Französischer UNIFIL-Soldat bei Angriff im Süden Libanons getötet – Hisbollah bestreitet Verantwortung
Wichtige Fakten
- • Ein französischer UNIFIL-Soldat wurde durch direkten Schuss getötet.
- • Drei weitere Blauhelme wurden bei dem Angriff verletzt.
- • Frankreich und UNIFIL vermuten die Hisbollah hinter dem Hinterhalt.
- • Die Hisbollah bestreitet jede Verbindung zu dem Vorfall.

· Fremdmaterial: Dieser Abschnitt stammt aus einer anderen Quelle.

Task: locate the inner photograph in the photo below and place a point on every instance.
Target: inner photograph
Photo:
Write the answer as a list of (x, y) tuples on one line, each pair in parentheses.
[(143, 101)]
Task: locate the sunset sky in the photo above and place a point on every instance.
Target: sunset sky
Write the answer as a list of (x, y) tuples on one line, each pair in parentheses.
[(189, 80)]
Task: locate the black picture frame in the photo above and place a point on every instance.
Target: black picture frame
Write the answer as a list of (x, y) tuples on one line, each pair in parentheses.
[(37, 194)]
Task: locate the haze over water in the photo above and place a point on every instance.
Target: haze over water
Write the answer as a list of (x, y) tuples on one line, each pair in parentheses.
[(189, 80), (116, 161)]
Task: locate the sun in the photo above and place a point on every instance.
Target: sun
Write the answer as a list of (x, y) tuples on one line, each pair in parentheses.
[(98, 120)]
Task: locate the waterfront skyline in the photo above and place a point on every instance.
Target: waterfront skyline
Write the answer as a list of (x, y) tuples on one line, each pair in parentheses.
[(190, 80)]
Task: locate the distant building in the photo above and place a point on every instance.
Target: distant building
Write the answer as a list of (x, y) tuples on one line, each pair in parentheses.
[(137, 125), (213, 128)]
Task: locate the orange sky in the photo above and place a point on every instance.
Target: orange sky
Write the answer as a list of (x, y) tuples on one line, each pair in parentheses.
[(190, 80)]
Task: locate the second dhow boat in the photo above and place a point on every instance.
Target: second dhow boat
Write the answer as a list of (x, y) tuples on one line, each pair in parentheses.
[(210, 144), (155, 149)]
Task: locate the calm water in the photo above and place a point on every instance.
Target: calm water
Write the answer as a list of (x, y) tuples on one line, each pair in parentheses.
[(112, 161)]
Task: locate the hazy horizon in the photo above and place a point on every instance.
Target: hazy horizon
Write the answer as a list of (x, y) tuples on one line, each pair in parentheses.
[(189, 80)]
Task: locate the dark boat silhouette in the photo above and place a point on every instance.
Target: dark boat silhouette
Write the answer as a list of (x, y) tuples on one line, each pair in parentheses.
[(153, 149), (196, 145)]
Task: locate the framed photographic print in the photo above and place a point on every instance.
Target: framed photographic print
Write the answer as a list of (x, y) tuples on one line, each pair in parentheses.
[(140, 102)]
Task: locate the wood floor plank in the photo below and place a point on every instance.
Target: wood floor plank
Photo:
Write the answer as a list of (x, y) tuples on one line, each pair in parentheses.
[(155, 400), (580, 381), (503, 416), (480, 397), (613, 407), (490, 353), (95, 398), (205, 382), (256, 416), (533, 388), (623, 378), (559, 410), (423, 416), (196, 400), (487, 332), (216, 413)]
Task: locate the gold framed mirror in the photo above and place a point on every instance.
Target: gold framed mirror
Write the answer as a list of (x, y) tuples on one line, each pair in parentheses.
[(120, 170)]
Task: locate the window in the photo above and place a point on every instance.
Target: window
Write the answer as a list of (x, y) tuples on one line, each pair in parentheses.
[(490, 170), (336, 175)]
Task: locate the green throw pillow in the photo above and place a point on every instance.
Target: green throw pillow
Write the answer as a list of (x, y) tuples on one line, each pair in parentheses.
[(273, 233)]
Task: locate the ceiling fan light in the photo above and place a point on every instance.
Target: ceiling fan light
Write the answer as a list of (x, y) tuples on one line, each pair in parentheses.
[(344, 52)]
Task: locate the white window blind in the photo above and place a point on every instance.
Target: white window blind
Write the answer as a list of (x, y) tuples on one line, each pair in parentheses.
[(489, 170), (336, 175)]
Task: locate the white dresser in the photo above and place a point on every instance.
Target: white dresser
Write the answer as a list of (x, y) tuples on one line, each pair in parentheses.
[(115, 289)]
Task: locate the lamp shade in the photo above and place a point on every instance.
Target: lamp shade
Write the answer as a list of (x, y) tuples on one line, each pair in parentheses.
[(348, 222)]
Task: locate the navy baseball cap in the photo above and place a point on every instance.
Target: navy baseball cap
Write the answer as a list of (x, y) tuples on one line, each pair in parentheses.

- • Der Angriff ereignete sich während einer Sprengstoffräumung nahe Ghanduriyah.
Angriff auf UN-Patrouille
Bei einem Angriff auf eine UNIFIL-Patrouille im Süden Libanons ist ein französischer Blauhelmsoldat getötet und drei weitere verletzt worden. Die Soldaten waren damit beschäftigt, Sprengsätze an einer Straße im Dorf Ghanduriyah zu beseitigen, um den Zugang zu einem isolierten UNIFIL-Posten wiederherzustellen, als sie unter Beschuss gerieten. Laut UNIFIL handelte es sich um einen gezielten Angriff nicht-staatlicher Akteure.
Verantwortungsfrage und Reaktionen
Frankreichs Präsident Emmanuel Macron und die UN-Mission UNIFIL gehen davon aus, dass die pro-iranische Hisbollah-Miliz für den Angriff verantwortlich ist. Macron forderte die libanesische Regierung auf, die Täter unverzüglich festzunehmen. Die Hisbollah bestritt in einer Erklärung jede Verbindung zu dem Vorfall und bezeichnete die Vorwürfe als voreilig und haltlos. Frankreichs Verteidigungsministerin Catherine Vautrin sprach von einem Hinterhalt aus nächster Nähe, bei dem der Soldat durch einen direkten Schuss aus einer Handfeuerwaffe getötet wurde.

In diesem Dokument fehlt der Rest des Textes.